I think you totally missed my point. I wasn't suggesting that heat had anything to do with killing. It's just a byproduct of friction. A bullet moving through the air encounters friction. A bullet moving through tissue encounters friction. This friction causes the bullet to slow, changing energy to heat. The heat has nothing to do with how a bullet kills just as energy doesn't other than energy allows the bullet to move through the tissue and do its work. The thought of an energy tranfer killing is a myth....plain and simple. Holes kill...energy doesn't. Heat from friction doesn't either.

Energy can only be TRANSFORMED into heat.... energy can be TRANSFERED from one object to another....

When you drop a rock in the water the energy produced by the effect of gravity on that rock is transferred to the water when teh rock hits it... that's what makes the ripples.... it doesn't cause the puddle to burst into flames.... :)
 
This friction causes the bullet to slow, changing energy to heat. The heat has nothing to do with how a bullet kills just as (kinetic)energy doesn't other than (kinetic) energy allows the bullet to move through the tissue and do its work.
Kinetic Energy: Kinetic energy is energy of motion. The kinetic energy of an object is the energy it possesses because of its motion.

Maybe that will help people understand what the "energy" of the bullet really is.
 
For me, I took a decent mulie in 2004 @ 44m-quarter away and recovered the bullet:eek: the buck dropped in his tracks. About an hour later I took a 8x7 whitetail @ a quite longer distance and the bullet went right thru-double lung. My 2 bucks and Hour year!!

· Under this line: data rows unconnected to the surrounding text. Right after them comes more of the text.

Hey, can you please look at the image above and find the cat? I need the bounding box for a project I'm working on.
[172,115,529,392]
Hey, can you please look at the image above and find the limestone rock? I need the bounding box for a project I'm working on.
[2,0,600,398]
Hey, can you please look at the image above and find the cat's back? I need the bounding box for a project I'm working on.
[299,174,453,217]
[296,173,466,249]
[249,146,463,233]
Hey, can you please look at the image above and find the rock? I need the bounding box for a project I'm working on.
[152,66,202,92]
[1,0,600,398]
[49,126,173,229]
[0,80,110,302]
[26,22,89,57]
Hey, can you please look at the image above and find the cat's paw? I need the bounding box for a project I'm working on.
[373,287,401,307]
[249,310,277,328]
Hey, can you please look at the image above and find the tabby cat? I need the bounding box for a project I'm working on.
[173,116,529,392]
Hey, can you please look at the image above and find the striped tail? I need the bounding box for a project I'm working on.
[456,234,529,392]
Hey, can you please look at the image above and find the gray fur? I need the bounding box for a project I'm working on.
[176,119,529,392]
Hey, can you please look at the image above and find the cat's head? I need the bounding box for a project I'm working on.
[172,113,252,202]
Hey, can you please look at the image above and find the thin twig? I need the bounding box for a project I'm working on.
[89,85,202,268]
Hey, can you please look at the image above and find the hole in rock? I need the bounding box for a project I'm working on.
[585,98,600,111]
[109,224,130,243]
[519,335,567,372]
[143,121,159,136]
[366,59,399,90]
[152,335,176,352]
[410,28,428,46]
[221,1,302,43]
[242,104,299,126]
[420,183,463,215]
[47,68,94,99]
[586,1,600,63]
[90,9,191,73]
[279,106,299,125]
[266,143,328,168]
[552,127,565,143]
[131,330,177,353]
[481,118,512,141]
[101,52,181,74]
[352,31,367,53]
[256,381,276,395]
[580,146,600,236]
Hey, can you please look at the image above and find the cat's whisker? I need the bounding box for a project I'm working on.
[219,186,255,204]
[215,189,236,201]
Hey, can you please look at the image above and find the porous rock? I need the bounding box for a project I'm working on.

I have been using the 180gr AB's in my 300WM since 2004 and reloads since 2005....love the performance on elk, moose, bears and deer. Most of the time - pass-thru penetration. Of the bullets ever recovered by me or my buddies on their animals, the Accubonds had perfect expansion with a retained weight between 68-85%.
 
I just orded some 200 grainers for my 300 rum that should be here this week.
Man a lot of "energy" there to kill by "Dyanamic force"..lol
 
shot 10 plus deer this year with 130 grain accubonds @ 2900 fps from a 6.5 mm. Wont choose them again. good looking bullet, accurate etc etc but they proved to be like hunting with a shotgun loaded with cooper coloured confetti. Were the dear dead? yep. Would I shoot at anything other then a perfect broadside no way. On the plus side many off side shoulders were spared for the butcher which a better bullet would have traveled through.
 
Getting back to the original post anyways, I'm about to start working on loading up something accurate using 200gr accubonds. I haven't used them on an animal yet, I'm hoping for decent performance. I think that what people have seen is that these are tougher than a non-bonded bullet, but they're still not indestructible at very high velocity/close range. Added on to that, I'm sure every once in a while some kind of defect or inconsistency makes a bullet or a lot of them more delicate than they should be :/

I just hope the ones I have are up to par, but I have confidence. Every bullet fails due to defects every once in a while, but the noslers seem to have a pretty good reputation.
 
200 AB in a .30-06 would fix just about anything. Animals would not be impressed with the outcome.

I'm loading my 200grn AB on top of a 300WM, chrony at 2870fps

little white tail I shot the bullet went in .3" and then hit a rib the hole was 3 fingers wide and continued that way to the exit side

quartering away hit just behind the right sholder high up nicked the bottom of the spine and came out just in front of the left sholder, just a little rib meat destroyed :D

nothing not to like about those Accubonds
 
No complaints with the Accubonds. I dug these two bullets out of a moose and a mule deer. They performed flawlessly, with approx 65% weight retention.